Candidate: STEVEN ROZEN
Advisor: DENNIS SHASHA
Automating Physical Database Design:
An Extensible Approach

10:15 a.m., Monday, March 8, 1993
719 Broadway, 12th floor conference room

In a high-level query language such as SQL, queries yield the same result no matter how the logical schema is physically implemented. Nevertheless, a query's cost can vary by orders of magnitude among different physical implementations of the same logical schema, even with the most modern query optimizers. Therefore, designing a low-cost physical implementation is an important pragmatic problem-one that requires a sophisticated understanding of physical design options and query strategies, and that involves estimating query costs, a tedious and error-prone process when done manually.

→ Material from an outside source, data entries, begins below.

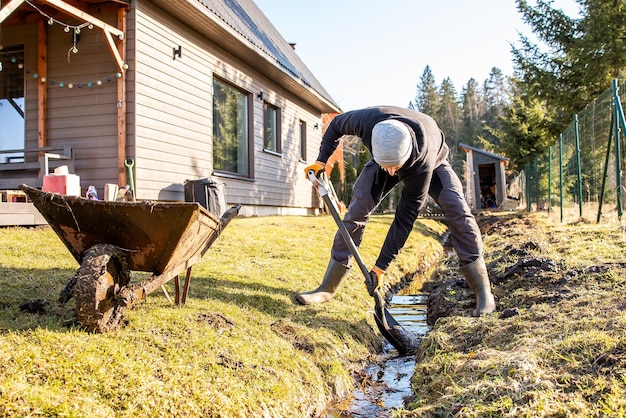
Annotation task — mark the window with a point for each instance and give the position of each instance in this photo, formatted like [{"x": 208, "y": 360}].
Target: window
[
  {"x": 231, "y": 136},
  {"x": 12, "y": 101},
  {"x": 271, "y": 128},
  {"x": 303, "y": 140}
]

We have devised a simple framework for automating physical design in relational or post-relational DBMSs and in database programming languages. Within this framework, design options are uniformly represented as ``features'', and designs are represented by ``conflict''-free sets of features. (Mutually exclusive features conflict. An example would be two primary indexes on the same table.) The uniform representation of design options as features accommodates a greater variety of design options than previous approaches; adding a new design option (e.g. a new index type) merely entails characterizing it as a feature with appropriate parameters. We propose an approximation algorithm, based on this framework, that finds low-cost physical designs. In an initial phase, the algorithm examines the logical schema, data statistics, and queries, and generates ``useful features''-features that might reduce query costs. In a subsequent phase, the algorithm uses the DBMS's cost estimates to find ``best features''-features that belong to the lowest-cost designs for each individual query. Finally, the algorithm searches among conflict-free subsets of the best features of all the queries to find organizations with low global cost estimates. We have implemented a prototype physical design assistant for the INGRES relational DBMS, and we evaluate its designs for several benchmarks, including ASSSAP. Our experiments with the prototype show that it can produce good designs, and that the critical factor limiting their quality is the accuracy of query cost estimates. The prototype implementation isolates dependencies on INGRES, permitting our framework to produce design assistants for a wide range of relational, nested-relational, and object-oriented DBMSs.